Lloyd Harbor Lighthouse http://www.seathelights.com

The first lighthouse was built in 1857 to direct the sailing ships of the day to safe haven at Lloyd Harbor   The station consisted of an eleven room wooden building next to a square brick lighthouse tower.  The tower was 34-foot tall from its base to its focal plane of the light.  A fifth-order Fresnel lens showed a fixed white light from 48-feet above the water.   

In the early 1900's, with Huntington's commercial development and ships changing from sail to propeller driven, the safety of Lloyd's Harbor became less necessary.  Where the Lloyd Harbor Light served only Lloyd harbor, it was determined that a new lighthouse could be built to serve the needs of both Lloyd Harbor and Huntington Harbor.
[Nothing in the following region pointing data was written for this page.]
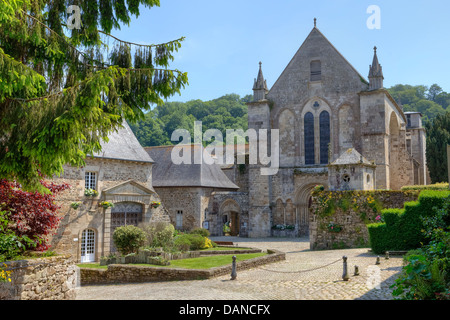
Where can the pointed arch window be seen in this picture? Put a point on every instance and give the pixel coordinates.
(324, 124)
(316, 70)
(309, 138)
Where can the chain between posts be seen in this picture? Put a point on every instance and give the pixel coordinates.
(300, 271)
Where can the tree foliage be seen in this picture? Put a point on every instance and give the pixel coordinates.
(430, 101)
(63, 91)
(227, 112)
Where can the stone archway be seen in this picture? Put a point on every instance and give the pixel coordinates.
(302, 205)
(230, 211)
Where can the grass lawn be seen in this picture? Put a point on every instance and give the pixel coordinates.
(193, 263)
(226, 248)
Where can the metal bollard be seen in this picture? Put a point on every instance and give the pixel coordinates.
(233, 269)
(345, 276)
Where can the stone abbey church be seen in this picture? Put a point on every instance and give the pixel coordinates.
(336, 129)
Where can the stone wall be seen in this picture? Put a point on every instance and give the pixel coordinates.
(224, 203)
(136, 274)
(51, 278)
(350, 212)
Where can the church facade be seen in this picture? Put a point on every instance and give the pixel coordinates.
(323, 109)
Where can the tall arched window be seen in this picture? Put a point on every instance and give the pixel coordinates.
(309, 138)
(324, 123)
(315, 71)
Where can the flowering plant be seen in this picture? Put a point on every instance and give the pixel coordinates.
(155, 204)
(90, 192)
(5, 275)
(319, 188)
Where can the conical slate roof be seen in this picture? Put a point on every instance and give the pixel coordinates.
(123, 145)
(168, 174)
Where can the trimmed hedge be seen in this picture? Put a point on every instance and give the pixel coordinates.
(436, 186)
(402, 229)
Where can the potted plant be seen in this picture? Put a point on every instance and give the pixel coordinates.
(226, 228)
(90, 192)
(155, 204)
(75, 205)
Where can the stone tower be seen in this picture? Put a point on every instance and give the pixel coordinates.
(259, 185)
(375, 73)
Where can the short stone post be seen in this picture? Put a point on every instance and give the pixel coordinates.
(233, 269)
(345, 276)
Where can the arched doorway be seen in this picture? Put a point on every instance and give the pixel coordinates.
(124, 214)
(230, 212)
(303, 203)
(88, 246)
(393, 152)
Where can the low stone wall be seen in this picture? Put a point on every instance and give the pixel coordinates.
(50, 278)
(230, 251)
(349, 212)
(133, 274)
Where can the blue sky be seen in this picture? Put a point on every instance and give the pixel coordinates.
(225, 40)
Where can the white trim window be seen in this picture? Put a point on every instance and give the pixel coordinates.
(179, 219)
(90, 180)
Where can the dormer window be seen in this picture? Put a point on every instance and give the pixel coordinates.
(316, 70)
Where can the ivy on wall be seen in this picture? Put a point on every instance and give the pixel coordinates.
(367, 204)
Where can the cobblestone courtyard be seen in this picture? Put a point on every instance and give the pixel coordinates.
(304, 275)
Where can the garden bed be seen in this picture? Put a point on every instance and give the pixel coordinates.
(129, 273)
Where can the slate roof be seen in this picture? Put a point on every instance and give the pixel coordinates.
(168, 174)
(351, 156)
(123, 145)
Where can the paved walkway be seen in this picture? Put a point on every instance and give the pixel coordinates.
(305, 275)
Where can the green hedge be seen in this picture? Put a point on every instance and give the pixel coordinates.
(436, 186)
(402, 228)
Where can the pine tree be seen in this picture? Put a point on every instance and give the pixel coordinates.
(63, 89)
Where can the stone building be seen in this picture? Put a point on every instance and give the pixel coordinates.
(322, 107)
(121, 175)
(196, 195)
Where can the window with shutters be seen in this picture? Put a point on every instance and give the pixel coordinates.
(90, 180)
(324, 123)
(316, 70)
(179, 219)
(309, 138)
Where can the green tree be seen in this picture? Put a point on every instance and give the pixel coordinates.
(438, 136)
(63, 91)
(226, 112)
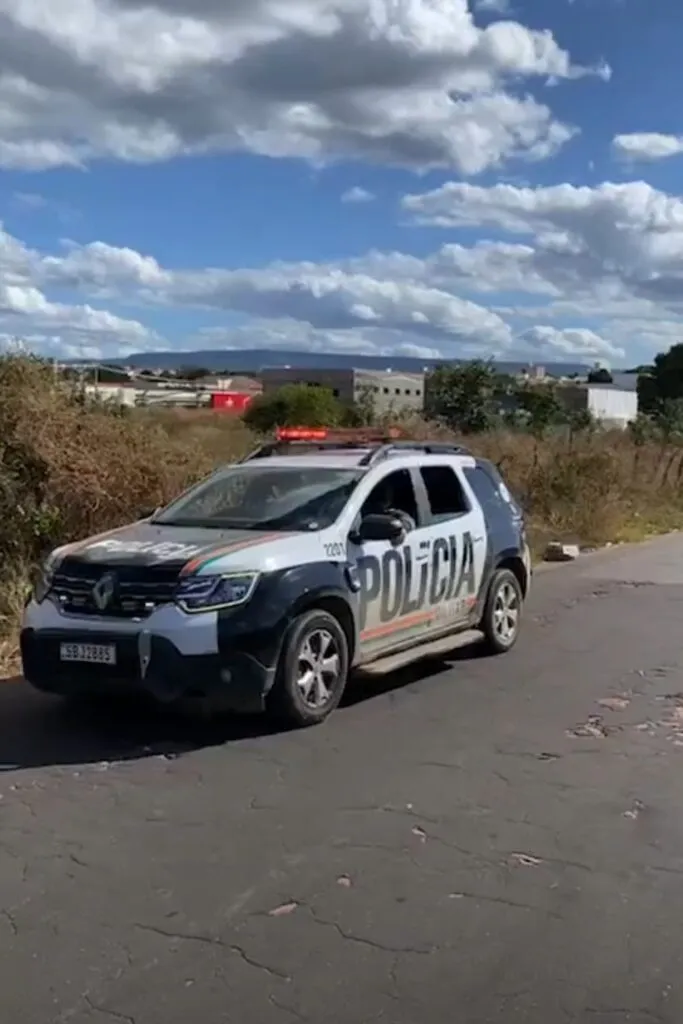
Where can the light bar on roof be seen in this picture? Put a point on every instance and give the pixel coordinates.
(342, 435)
(301, 434)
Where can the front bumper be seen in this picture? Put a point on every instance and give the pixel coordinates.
(170, 656)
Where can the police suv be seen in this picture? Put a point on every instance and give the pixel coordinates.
(265, 585)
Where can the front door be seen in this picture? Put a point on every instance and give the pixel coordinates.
(429, 583)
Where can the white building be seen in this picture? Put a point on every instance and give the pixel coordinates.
(609, 404)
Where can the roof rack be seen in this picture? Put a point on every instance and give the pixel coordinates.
(397, 448)
(380, 443)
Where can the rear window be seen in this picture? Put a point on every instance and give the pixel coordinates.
(491, 488)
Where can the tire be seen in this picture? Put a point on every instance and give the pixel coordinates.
(502, 614)
(312, 634)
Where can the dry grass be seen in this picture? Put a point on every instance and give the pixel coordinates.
(68, 471)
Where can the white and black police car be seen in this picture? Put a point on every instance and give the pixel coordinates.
(264, 586)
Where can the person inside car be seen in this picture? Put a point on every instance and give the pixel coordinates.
(384, 501)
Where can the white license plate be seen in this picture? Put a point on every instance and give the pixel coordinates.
(94, 653)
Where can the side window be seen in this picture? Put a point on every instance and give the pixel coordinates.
(446, 498)
(393, 492)
(485, 489)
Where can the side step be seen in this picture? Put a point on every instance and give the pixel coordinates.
(435, 648)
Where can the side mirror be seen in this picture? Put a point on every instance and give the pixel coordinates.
(380, 526)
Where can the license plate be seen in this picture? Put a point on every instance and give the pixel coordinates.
(94, 653)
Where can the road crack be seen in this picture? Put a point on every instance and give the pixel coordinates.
(364, 941)
(214, 940)
(109, 1013)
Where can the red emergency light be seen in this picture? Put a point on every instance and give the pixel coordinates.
(342, 435)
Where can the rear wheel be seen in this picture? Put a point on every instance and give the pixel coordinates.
(312, 670)
(502, 614)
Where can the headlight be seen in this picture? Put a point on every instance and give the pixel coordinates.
(212, 592)
(44, 578)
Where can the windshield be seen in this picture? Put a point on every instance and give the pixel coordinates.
(253, 497)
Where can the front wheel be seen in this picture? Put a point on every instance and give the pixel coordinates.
(502, 614)
(312, 670)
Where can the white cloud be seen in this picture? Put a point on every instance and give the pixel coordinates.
(646, 146)
(585, 273)
(144, 81)
(357, 195)
(569, 343)
(494, 6)
(614, 241)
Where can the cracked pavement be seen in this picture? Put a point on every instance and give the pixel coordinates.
(475, 839)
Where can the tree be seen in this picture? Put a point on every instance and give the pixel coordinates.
(294, 406)
(600, 376)
(541, 407)
(466, 397)
(665, 382)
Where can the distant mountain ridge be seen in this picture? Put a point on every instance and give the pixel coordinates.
(252, 360)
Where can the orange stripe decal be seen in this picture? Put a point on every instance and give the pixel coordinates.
(210, 556)
(407, 623)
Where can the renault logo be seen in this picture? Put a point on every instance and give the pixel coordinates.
(102, 592)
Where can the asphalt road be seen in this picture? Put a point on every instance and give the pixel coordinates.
(479, 841)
The current Huntington Harbor Lighthouse, pictured, was completed in 1912.  The reinforced concrete crib is 26-foot by 30 foot and 16-foot high.  It was built on shore, then towed to the site, where it was filled with water to sink it.  Riprap was then used to fill the bottom, along with concrete to fill the pockets.  A concrete pier was built on top of the crib, which supports the dwelling and tower, also made of concrete.  Its original lighting was provided by a fifth-order Fresnel lens, lit with kerosene, then electricity, showing a fixed red light visible for 8 nautical miles.  A 1,000 pound fog bell was also installed at the site.  The current light, automated in 1967, is a 300mm lens, flashing its white light every six seconds. 

In 1985, the Save Huntington's Lighthouse, Inc., was formed to help save and preserve the lighthouse.  The year prior, the federal government decided to demolish it, citing its condition and cost of repair.  The grassroots effort led the successful bid to save the light.  Since renamed the Huntington Lighthouse Preservation Society, they have been gradually restoring the building inside and out.

Unfortunately, the original Lloyd Harbor Lighthouse was not so lucky.  On November 12, 1947, it was completely destroyed by fire.